In another variant, when a limited set of tap patterns (or scan orders) are predefined and used, the subsample mapping may use virtual sample grouping, using entryjdc in sample group description boxes, for example in sample group description box 820 in Figure 8 or in sample group description box 910 in Figure 9, without referring any more to any entry in a second sample group description, for example by referencing one of predefined configurations (or tap patterns). These pre-defined patterns may be defined once for all by the standard as fixed values, like codec independent code points and be referred in entryjdc parameters.

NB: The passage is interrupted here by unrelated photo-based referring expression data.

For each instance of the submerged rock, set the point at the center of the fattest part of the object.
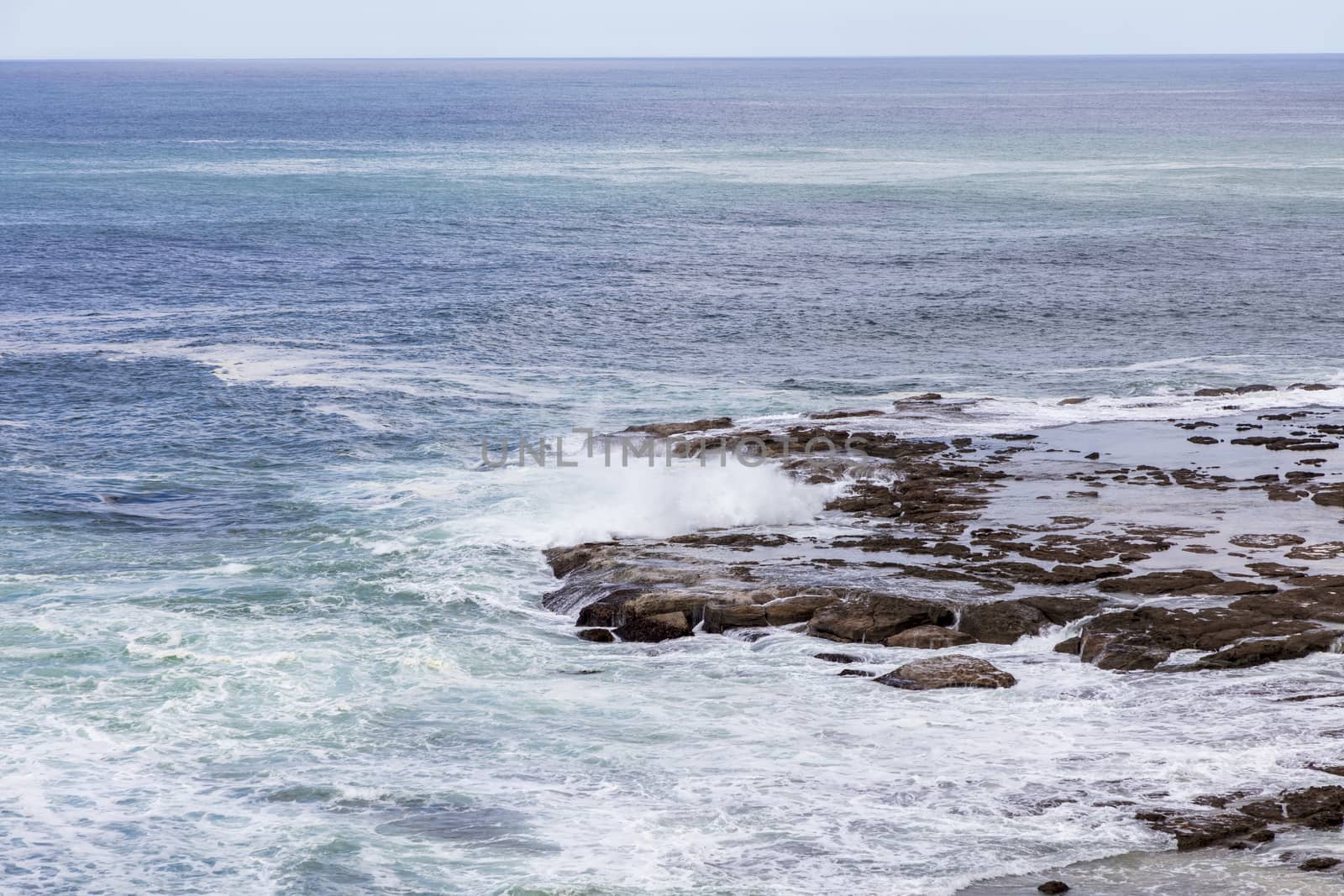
(929, 638)
(664, 430)
(1160, 582)
(1194, 831)
(662, 626)
(956, 671)
(1320, 808)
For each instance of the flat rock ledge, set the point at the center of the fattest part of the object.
(918, 566)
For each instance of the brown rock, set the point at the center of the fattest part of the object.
(656, 627)
(1070, 647)
(1321, 808)
(799, 607)
(1267, 540)
(1001, 622)
(1260, 651)
(1065, 610)
(929, 638)
(721, 617)
(1160, 582)
(1194, 831)
(664, 430)
(874, 617)
(954, 671)
(564, 560)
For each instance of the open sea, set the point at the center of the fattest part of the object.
(269, 626)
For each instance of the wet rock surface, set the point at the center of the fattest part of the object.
(976, 562)
(953, 671)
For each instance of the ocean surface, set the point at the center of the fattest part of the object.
(268, 626)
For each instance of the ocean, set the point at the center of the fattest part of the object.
(270, 626)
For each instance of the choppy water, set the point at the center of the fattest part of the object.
(268, 629)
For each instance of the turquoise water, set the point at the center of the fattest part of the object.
(268, 627)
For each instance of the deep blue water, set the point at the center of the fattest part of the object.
(266, 627)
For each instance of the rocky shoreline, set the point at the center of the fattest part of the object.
(1169, 547)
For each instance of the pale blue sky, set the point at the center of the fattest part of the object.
(183, 29)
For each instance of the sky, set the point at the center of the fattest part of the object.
(289, 29)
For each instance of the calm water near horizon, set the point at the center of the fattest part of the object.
(268, 627)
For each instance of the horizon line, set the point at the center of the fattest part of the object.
(685, 56)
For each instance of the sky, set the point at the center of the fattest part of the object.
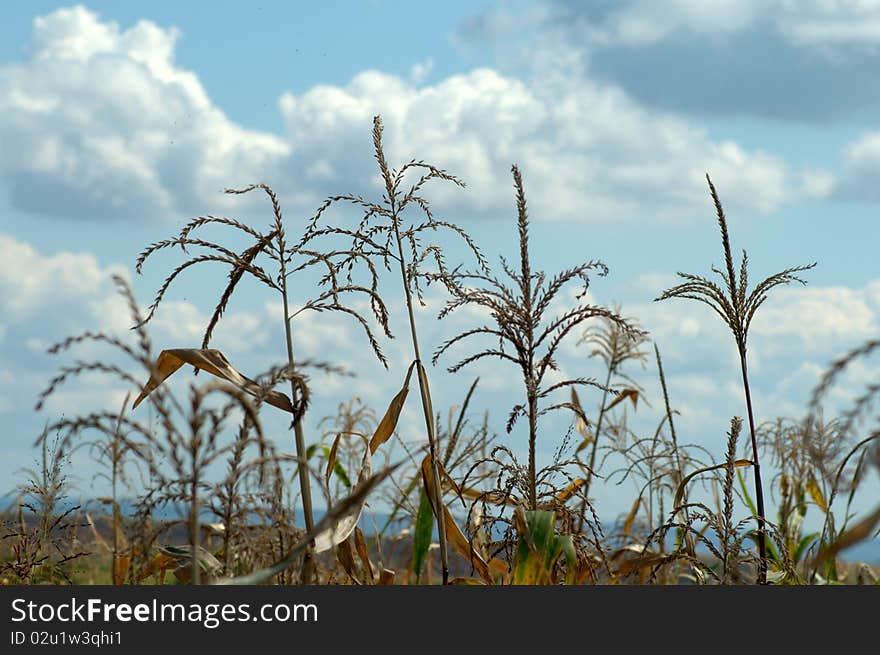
(121, 121)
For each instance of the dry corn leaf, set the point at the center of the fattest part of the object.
(347, 522)
(632, 394)
(345, 557)
(389, 421)
(360, 545)
(631, 517)
(454, 535)
(679, 494)
(467, 581)
(215, 363)
(580, 423)
(491, 497)
(121, 564)
(570, 490)
(334, 513)
(386, 577)
(816, 493)
(331, 456)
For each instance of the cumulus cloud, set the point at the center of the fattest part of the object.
(152, 144)
(587, 152)
(100, 123)
(783, 60)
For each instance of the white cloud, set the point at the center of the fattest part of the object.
(818, 317)
(814, 23)
(587, 152)
(105, 120)
(861, 160)
(152, 144)
(36, 287)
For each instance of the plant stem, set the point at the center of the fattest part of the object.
(302, 463)
(593, 450)
(533, 434)
(679, 471)
(429, 420)
(194, 519)
(759, 489)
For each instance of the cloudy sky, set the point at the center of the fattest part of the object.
(121, 121)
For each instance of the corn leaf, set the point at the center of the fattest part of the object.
(215, 363)
(389, 421)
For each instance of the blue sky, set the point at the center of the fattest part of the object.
(120, 121)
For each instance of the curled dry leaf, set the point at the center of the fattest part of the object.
(816, 493)
(456, 538)
(215, 363)
(679, 494)
(337, 511)
(570, 490)
(389, 421)
(360, 545)
(632, 394)
(346, 523)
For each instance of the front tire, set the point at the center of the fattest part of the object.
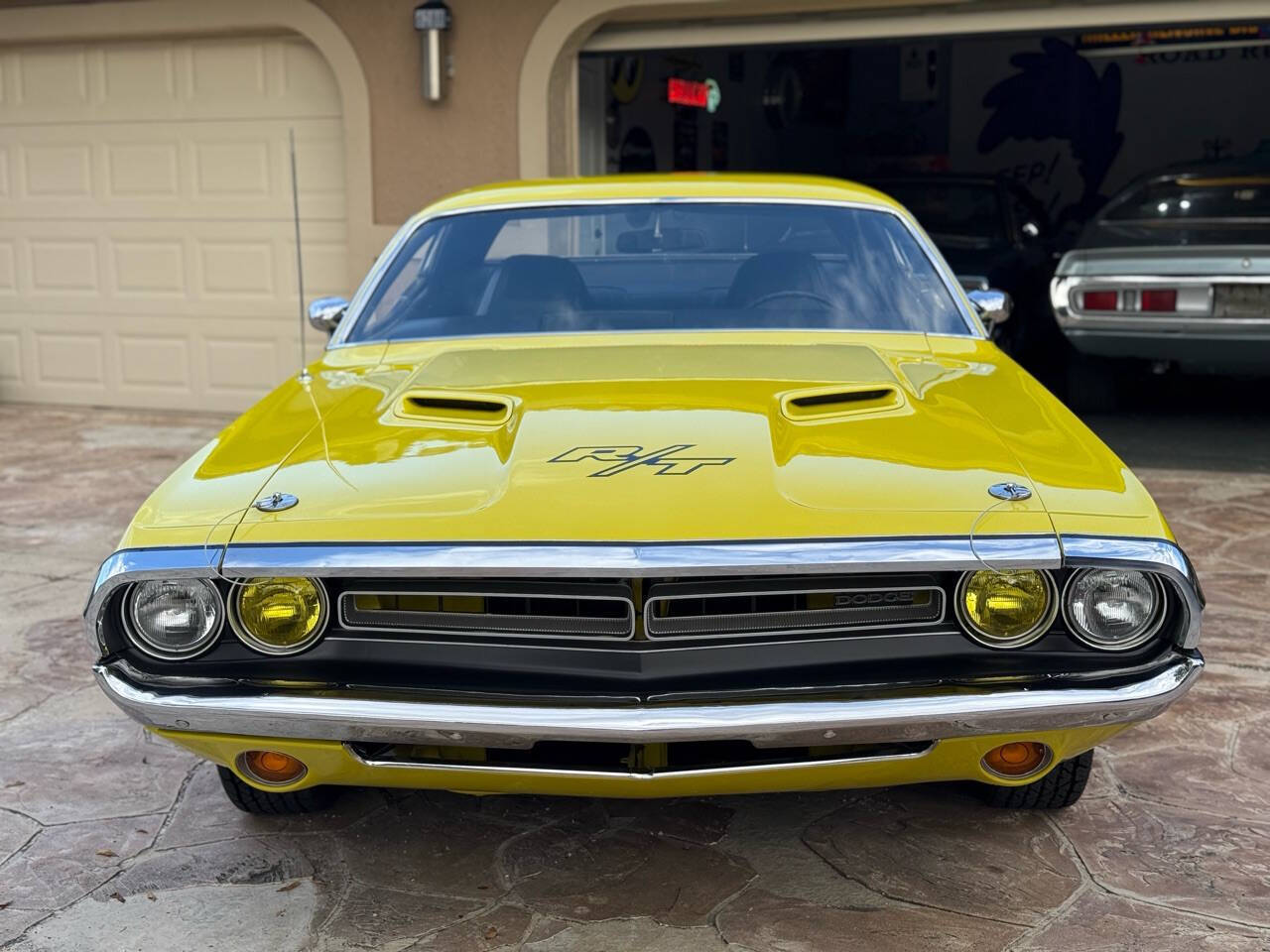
(1058, 788)
(250, 800)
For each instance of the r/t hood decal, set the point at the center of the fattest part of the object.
(665, 462)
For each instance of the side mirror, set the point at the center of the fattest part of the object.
(992, 304)
(325, 312)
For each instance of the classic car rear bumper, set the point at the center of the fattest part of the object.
(349, 716)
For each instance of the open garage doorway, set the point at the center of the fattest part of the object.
(1070, 116)
(1003, 145)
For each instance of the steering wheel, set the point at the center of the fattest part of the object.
(803, 295)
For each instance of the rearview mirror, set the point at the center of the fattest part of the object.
(325, 312)
(649, 240)
(992, 304)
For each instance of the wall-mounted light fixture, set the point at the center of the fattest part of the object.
(432, 21)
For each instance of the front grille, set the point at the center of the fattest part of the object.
(631, 760)
(518, 610)
(640, 610)
(721, 610)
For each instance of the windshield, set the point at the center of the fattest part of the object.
(956, 214)
(658, 267)
(1191, 211)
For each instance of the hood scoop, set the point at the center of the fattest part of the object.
(454, 408)
(839, 402)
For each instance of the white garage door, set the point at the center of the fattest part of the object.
(146, 249)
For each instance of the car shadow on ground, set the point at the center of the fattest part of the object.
(113, 839)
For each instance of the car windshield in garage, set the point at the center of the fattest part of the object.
(674, 266)
(1188, 209)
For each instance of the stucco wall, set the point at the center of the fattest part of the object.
(421, 150)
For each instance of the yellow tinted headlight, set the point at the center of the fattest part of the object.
(280, 616)
(1006, 608)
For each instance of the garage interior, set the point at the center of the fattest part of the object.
(1072, 116)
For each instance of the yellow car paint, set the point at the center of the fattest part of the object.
(964, 416)
(955, 760)
(372, 461)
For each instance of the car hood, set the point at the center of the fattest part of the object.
(674, 436)
(651, 438)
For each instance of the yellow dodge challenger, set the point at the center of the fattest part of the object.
(651, 486)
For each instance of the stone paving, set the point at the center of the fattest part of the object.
(111, 839)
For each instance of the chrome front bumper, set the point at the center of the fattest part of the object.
(404, 719)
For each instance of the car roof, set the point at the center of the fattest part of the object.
(945, 178)
(1255, 164)
(684, 185)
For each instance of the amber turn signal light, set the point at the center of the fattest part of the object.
(1017, 760)
(271, 767)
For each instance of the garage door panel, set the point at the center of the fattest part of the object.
(275, 77)
(8, 270)
(222, 171)
(176, 271)
(146, 238)
(220, 363)
(10, 356)
(75, 358)
(154, 362)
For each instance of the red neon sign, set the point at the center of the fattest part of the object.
(688, 93)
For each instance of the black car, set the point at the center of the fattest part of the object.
(993, 234)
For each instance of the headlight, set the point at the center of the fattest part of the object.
(173, 619)
(1112, 610)
(280, 616)
(1006, 608)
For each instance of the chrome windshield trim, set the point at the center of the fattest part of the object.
(645, 558)
(347, 716)
(353, 313)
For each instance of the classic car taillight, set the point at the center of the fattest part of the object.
(1019, 758)
(1100, 299)
(1160, 299)
(271, 767)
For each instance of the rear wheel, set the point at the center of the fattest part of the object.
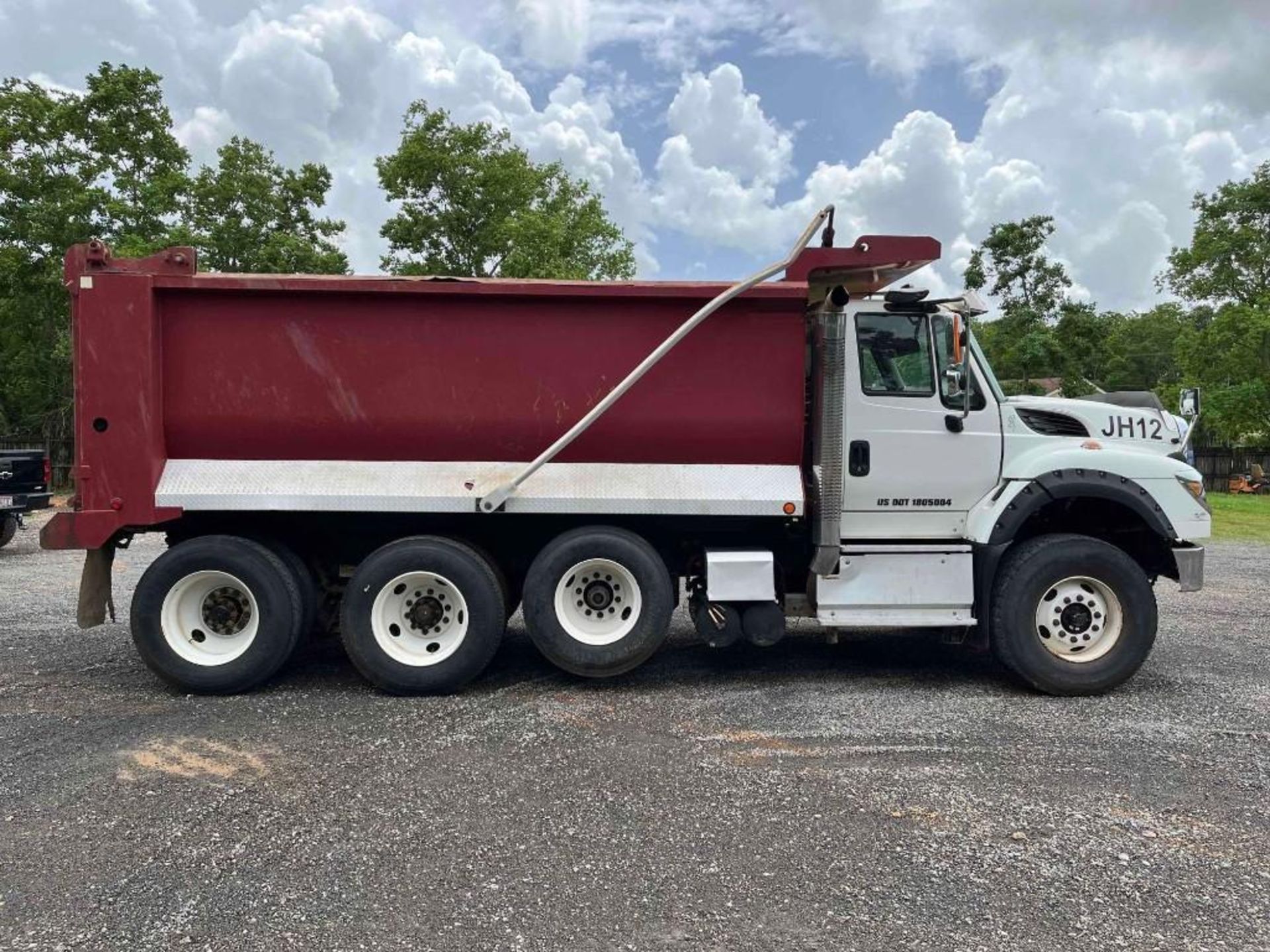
(423, 616)
(1072, 615)
(599, 602)
(216, 615)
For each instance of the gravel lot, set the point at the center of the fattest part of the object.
(880, 793)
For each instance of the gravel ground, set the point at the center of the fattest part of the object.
(880, 793)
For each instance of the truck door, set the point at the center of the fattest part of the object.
(908, 474)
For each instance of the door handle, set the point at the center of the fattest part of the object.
(857, 457)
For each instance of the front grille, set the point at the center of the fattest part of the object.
(1052, 424)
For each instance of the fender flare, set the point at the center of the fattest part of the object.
(1074, 484)
(1042, 491)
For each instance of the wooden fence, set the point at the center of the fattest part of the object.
(1217, 463)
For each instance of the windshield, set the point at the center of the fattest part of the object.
(994, 385)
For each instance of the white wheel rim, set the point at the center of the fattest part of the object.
(210, 619)
(1079, 619)
(599, 602)
(419, 619)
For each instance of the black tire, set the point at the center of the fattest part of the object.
(1029, 573)
(486, 616)
(306, 583)
(644, 635)
(267, 579)
(511, 600)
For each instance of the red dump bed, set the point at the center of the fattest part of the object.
(172, 365)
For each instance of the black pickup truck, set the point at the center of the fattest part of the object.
(24, 477)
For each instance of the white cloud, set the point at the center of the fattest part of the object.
(726, 127)
(554, 32)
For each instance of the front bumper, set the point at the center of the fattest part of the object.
(1191, 567)
(27, 502)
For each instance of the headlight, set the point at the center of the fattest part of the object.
(1197, 489)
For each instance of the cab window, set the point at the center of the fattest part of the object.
(952, 395)
(894, 354)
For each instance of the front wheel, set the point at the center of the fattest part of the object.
(1072, 615)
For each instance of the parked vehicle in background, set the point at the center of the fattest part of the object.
(1251, 483)
(432, 452)
(24, 485)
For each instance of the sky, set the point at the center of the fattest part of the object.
(715, 128)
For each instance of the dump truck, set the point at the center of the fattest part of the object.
(408, 460)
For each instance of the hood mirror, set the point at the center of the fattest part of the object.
(1188, 405)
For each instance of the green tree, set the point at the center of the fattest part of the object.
(1228, 259)
(1226, 344)
(1031, 290)
(1230, 358)
(249, 214)
(472, 204)
(73, 165)
(1141, 350)
(140, 164)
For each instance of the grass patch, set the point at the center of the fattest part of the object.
(1241, 517)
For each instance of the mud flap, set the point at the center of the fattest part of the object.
(95, 597)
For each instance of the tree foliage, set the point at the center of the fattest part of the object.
(105, 163)
(473, 204)
(1217, 337)
(249, 214)
(1228, 259)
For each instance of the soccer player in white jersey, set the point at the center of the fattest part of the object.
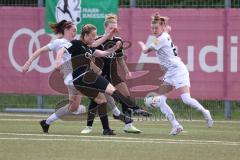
(176, 74)
(66, 32)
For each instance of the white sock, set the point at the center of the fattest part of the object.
(128, 125)
(52, 118)
(116, 111)
(112, 104)
(80, 109)
(187, 99)
(166, 110)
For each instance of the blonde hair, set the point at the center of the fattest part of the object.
(156, 18)
(86, 30)
(110, 18)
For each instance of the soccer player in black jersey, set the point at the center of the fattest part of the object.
(86, 75)
(108, 64)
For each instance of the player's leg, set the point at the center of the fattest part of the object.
(160, 102)
(74, 102)
(129, 127)
(123, 89)
(188, 100)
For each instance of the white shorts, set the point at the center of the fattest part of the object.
(68, 82)
(179, 77)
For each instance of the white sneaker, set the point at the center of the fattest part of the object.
(86, 130)
(81, 109)
(176, 130)
(129, 128)
(208, 118)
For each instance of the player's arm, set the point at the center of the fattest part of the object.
(124, 66)
(144, 48)
(95, 68)
(34, 56)
(104, 38)
(100, 53)
(59, 58)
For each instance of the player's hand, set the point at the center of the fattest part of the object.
(129, 75)
(26, 66)
(113, 32)
(118, 44)
(58, 65)
(143, 46)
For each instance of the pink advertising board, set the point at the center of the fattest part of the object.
(206, 39)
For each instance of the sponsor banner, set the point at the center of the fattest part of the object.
(80, 12)
(207, 40)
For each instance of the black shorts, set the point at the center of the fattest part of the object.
(116, 79)
(90, 84)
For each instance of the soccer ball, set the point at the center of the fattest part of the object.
(81, 109)
(152, 101)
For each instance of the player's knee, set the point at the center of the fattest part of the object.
(186, 98)
(155, 101)
(73, 106)
(110, 89)
(100, 100)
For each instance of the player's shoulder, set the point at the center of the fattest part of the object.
(117, 39)
(99, 37)
(164, 35)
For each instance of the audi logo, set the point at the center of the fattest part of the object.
(34, 41)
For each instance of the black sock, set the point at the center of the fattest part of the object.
(102, 111)
(92, 109)
(126, 100)
(125, 109)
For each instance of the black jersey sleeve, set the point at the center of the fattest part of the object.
(72, 48)
(119, 52)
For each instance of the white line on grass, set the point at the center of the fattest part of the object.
(112, 120)
(114, 139)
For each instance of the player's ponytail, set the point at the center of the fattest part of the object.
(110, 18)
(58, 28)
(157, 18)
(87, 29)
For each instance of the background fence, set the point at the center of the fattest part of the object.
(143, 3)
(230, 109)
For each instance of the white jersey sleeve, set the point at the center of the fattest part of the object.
(53, 45)
(158, 43)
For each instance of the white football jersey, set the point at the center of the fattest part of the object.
(59, 43)
(166, 52)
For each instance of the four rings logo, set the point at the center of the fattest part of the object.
(34, 41)
(69, 10)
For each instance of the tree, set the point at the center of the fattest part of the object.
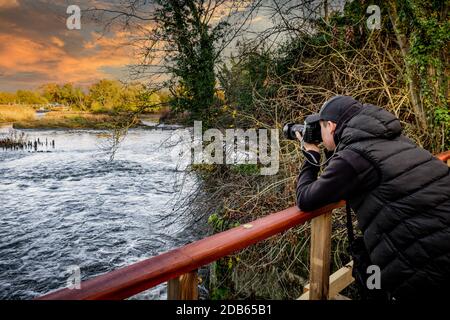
(184, 39)
(105, 95)
(29, 97)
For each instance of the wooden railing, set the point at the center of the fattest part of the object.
(179, 266)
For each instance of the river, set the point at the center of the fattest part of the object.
(70, 207)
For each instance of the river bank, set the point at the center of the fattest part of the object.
(72, 207)
(25, 117)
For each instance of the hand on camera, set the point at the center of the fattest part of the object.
(308, 146)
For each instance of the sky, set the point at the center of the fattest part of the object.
(36, 47)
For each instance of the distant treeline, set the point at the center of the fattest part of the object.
(102, 96)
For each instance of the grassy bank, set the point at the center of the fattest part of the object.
(24, 117)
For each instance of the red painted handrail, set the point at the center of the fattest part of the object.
(130, 280)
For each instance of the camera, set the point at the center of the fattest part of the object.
(310, 130)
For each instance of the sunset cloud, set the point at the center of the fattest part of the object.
(36, 48)
(8, 4)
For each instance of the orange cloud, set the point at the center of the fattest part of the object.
(6, 4)
(52, 60)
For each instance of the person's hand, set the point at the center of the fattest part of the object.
(308, 146)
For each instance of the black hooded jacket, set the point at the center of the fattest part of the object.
(400, 194)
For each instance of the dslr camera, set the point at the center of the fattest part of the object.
(310, 130)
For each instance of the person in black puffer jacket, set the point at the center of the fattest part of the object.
(399, 192)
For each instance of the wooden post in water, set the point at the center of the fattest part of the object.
(320, 257)
(184, 287)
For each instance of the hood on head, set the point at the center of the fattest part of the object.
(368, 123)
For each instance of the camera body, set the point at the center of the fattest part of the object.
(310, 130)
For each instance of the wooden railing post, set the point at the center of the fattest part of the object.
(320, 257)
(184, 287)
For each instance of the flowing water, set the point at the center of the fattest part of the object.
(70, 207)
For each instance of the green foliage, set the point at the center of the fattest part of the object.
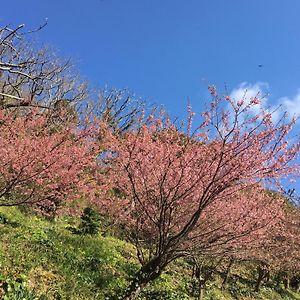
(43, 260)
(90, 222)
(17, 289)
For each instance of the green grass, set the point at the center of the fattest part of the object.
(43, 260)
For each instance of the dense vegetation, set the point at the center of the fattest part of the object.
(42, 259)
(103, 199)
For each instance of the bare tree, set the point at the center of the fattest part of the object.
(34, 76)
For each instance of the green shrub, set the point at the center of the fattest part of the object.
(16, 289)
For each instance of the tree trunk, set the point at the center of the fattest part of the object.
(227, 274)
(145, 275)
(263, 272)
(287, 282)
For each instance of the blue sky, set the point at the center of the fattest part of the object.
(168, 50)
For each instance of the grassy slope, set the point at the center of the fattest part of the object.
(60, 265)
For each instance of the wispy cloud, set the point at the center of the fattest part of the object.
(247, 91)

These pre-defined patterns may be described for example with the information contained in a MultiTapDescriptionBox: number of taps, number of chunks per tap, tap scan order, etc.
An alternative to the previous embodiments (Storage order indication at sample level: use of sample entries) consists in always using a sample grouping approach and marking the sample group as static in case the scan order does not vary from one sample to another. Unifying the description may make implementation easier by not creating different instructions for one case or another, but instead using instructions for writing or parsing sample groups and sample group descriptions.
Third embodiment (storage order indication at subsample level ) Figure 10 illustrates an embodiment in which the reordering instructions for data chunks are indicated at subsample level, within a subsample information box (‘subs’) of a sample table box (‘stbi), for example within subsample information box 1010 of sample table box 1005 of movie box 1000 (it is to be noted that ‘subs’ box could also be used in movie fragments, e.g. in ‘moof box). It is recalled here that a subsample information box can extended via codec_specific_parameters, for example via codec_specific_parameters 1015. While these parameters are defined for video codecs like AVC, HEVC, or VVC, no definition is available for uncompressed video.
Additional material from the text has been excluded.